(Autor: ©Gabiliante)
Imagen: Christian Schloe
Marina se había ahogado. Es lo que pasa si una sobreestima su
capacidad de apnea. Cuando despertó estaba tendida en el fondo del mar,
agarrando sin fuerza unos corales. Le dio la impresión de que si los soltaba
ascendería sin esfuerzo. No respiraba pero tampoco le faltaba el aire. Se
sentía como borracha; en ese punto álgido antes de que te entren las náuseas.
No había luz debido a la profundidad a la que se encontraba. Dadas las
circunstancias, no estaba tan preocupada como pudiera sospecharse, aunque
tampoco sabía el porqué. Decidió soltarse para ascender, pero contrariamente a
la lógica que en aquellos momentos dominaba su cerebro, siguió tendida en el
fondo del mar. Lo que sí notó al abrir la mano fue el aleteo de algo vivo en su
palma, y un inmenso dolor en el pecho, comparable a la presión que ejercería un
camión pasando sobre ella. Instintivamente volvió a cerrar el puño, con la
rapidez de un reflejo, pero con el cuidado con que cogería a un canario. La
presión cesó. Ya más tranquila, y viendo que iba a tener que poner de su parte
para salir de allí, se incorporó, saltó y comenzó a bucear con una mano abierta
y otra cerrada, sin más referencia que ir hacia arriba. Cuando las fuerzas le
empezaron a fallar y ya se veía claridad, aquello que llevaba dentro del puño
empezó a tirar de ella hacia arriba. Cuando salió a la superficie, notó un
tremendo golpe en el pecho, y por un segundo, le vino a la mente la imagen de
un quirófano boca abajo. Aquel impacto de volver a respirar dejó en segundo
plano, la noción del estremecimiento que sufrió el ser que llevaba en la mano.

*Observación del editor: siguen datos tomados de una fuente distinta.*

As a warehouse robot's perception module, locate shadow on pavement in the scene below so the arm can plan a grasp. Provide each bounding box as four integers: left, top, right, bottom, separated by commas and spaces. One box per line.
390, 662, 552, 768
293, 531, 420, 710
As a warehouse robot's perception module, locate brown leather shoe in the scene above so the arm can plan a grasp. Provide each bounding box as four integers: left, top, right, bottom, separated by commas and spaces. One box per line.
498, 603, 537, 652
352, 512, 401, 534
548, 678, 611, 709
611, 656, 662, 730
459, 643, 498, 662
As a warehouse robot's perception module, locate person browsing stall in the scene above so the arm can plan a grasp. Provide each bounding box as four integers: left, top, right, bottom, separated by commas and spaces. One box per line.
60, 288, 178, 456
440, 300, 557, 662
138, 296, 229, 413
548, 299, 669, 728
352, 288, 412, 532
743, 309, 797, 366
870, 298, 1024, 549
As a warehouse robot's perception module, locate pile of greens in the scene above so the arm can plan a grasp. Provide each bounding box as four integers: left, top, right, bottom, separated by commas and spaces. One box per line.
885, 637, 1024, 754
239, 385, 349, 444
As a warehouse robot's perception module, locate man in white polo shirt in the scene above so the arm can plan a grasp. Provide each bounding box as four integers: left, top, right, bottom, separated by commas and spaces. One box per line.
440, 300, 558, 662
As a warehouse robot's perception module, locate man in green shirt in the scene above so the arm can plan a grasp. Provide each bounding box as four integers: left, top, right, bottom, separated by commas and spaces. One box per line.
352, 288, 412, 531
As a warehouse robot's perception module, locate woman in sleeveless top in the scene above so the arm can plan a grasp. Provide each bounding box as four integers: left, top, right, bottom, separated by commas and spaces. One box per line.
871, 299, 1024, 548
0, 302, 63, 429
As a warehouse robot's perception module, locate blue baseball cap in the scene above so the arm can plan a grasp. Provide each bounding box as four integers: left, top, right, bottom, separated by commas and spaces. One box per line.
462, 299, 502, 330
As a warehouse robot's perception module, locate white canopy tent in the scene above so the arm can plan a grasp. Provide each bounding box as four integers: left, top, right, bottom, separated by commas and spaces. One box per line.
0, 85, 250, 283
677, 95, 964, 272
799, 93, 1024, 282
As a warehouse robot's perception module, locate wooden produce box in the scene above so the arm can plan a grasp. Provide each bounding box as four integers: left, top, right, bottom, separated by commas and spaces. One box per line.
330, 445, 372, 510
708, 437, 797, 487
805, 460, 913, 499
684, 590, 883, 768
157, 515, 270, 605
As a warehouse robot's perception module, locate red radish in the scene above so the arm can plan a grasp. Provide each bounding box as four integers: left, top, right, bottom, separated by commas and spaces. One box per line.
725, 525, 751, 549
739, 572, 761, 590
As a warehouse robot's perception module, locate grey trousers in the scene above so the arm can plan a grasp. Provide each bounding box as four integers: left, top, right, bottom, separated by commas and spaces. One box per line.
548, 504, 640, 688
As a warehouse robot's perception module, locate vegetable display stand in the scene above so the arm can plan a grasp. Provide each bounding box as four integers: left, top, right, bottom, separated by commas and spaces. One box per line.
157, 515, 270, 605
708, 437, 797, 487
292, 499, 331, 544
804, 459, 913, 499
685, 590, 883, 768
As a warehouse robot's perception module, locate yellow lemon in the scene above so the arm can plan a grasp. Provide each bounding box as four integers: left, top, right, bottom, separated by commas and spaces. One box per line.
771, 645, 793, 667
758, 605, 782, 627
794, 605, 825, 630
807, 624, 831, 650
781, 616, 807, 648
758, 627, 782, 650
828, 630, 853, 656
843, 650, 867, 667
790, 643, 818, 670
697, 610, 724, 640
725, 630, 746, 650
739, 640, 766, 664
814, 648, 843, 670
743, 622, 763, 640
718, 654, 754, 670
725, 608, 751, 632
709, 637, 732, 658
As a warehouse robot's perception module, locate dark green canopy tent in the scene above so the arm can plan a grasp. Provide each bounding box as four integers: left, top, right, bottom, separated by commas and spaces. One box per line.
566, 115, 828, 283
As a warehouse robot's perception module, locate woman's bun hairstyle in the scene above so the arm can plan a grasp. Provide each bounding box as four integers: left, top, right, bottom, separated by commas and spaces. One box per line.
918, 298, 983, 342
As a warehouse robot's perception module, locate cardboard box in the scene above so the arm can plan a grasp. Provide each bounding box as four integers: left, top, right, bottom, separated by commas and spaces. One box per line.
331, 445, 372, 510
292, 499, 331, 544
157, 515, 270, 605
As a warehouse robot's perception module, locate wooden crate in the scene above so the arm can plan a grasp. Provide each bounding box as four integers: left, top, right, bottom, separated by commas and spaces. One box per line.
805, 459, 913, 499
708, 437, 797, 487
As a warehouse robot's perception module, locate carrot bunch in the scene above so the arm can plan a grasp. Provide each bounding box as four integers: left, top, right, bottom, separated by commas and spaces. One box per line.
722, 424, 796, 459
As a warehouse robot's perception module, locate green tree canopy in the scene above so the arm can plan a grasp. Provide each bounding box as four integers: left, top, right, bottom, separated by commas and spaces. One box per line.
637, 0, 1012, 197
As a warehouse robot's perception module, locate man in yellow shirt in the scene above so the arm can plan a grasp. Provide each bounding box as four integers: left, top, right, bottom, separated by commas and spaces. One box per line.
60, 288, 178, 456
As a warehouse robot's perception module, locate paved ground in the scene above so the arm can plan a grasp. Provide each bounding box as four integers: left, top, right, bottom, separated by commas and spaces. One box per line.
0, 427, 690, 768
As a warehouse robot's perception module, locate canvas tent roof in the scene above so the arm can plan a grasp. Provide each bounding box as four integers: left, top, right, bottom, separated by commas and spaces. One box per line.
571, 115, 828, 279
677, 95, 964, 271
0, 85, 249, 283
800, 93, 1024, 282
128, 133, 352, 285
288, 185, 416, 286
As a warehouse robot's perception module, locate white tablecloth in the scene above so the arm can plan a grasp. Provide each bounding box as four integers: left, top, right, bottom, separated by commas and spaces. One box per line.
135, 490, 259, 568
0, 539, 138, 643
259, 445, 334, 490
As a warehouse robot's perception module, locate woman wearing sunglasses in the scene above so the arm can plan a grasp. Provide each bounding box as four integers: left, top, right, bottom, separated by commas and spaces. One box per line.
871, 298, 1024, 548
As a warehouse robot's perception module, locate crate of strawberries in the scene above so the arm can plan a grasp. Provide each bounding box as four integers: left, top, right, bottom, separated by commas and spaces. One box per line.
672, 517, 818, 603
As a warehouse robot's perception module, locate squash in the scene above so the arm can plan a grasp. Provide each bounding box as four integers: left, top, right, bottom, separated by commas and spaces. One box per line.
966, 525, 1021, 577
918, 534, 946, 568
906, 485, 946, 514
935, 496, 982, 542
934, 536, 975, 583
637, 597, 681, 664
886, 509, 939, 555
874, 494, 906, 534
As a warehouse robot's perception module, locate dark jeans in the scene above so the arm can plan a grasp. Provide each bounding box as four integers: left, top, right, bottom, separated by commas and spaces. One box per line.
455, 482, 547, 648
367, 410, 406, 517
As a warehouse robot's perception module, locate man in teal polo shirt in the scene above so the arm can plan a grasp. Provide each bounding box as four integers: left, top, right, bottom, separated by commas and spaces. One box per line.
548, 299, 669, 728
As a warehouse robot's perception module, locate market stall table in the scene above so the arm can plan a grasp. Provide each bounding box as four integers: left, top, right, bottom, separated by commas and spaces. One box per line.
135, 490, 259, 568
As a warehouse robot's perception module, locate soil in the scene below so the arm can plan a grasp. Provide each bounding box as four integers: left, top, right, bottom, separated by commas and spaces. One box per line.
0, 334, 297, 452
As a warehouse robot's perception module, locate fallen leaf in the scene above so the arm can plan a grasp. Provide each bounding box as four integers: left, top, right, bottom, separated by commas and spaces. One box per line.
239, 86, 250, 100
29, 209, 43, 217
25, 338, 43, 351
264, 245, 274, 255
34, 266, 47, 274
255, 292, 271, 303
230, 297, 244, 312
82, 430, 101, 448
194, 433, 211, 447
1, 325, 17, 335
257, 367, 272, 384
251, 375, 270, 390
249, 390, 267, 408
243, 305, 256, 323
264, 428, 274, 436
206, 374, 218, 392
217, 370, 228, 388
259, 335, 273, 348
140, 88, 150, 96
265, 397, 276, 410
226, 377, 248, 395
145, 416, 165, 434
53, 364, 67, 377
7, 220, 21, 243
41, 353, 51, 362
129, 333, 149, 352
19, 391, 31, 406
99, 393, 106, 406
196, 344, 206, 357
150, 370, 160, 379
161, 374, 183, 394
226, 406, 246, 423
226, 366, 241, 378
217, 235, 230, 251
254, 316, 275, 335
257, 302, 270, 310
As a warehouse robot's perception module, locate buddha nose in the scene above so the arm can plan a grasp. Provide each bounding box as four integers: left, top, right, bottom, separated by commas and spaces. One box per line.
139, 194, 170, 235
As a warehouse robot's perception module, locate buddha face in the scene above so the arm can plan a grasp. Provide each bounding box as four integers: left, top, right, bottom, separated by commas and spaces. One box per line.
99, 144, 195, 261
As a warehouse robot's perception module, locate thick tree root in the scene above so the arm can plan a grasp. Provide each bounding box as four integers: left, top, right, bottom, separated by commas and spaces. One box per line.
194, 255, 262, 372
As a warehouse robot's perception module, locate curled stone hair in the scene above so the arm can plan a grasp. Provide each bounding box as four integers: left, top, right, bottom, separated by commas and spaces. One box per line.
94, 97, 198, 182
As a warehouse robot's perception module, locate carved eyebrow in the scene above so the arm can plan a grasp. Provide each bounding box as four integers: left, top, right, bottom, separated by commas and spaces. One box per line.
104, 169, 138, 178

La abrió y vio un caballito de mar que con dificultad, conseguía sobrevivir
fuera del agua. Volvió a cerrar el puño con suavidad lo metió debajo del agua,
y ya con menos urgencia, empezó a buscar su barca, sin éxito. Tras unos
minutos, Marina empezó a ponerse nerviosa, temerosa de que después de haber
hecho lo más difícil, muriera de inanición por no poder llegar a tierra.
Entonces, el pececillo que llevaba en la mano empezó a tirar suavemente de ella
en una dirección. Luego se paró y tras unos segundos de vacilación, cambió
levemente el rumbo, y tiró con más decisión.
Una vez en la
arena de la playa, volvió a abrir la mano y
esperó hasta que el pececillo muriera, cosa que no hizo. Únicamente vio
como el pez se agitaba, pero no dando los estertores previos a la muerte, sino
más bien, como un perrillo agita la cola al ver a su amo. Marina comprendió en
ese momento a quien debía la vida. Le rogó a un bañista que le dejara hacer una
llamada desde su móvil y pidió a su novio Terrence, que viniera a buscarla. De
vuelta a casa pasaron por un tienda de peces tropicales, compró una pecera de
tamaño discreto y encargó el acuario más grande que tuvieran. Preguntó por el
modo de mantener los caballitos de mar:
―¿De qué especie? ―preguntó el
especialista en peces tropicales que los atendió.
―De esta
―contestó Marina abriendo la mano, y haciendo patente su ignorancia y su
incapacidad de dar detalles. El caballito de mar seguía moviéndose.
―Uy, ¿es
salvaje? No le va a durar ni una semana.
―Entonces, el especialista en peces
tropicales e hipocampos tomó conciencia de que lo traía en la mano y que esos
bichos no duran ni un minuto fuera del agua―. ¿Pero cómo es que está vivo? ¿Me
lo deja…
―No ―cortó
Marina―. Prepáreme lo que necesitaría para mantener uno de los suyos en la
pecera pequeña, y póngame en el pedido lo que necesite para el acuario grande.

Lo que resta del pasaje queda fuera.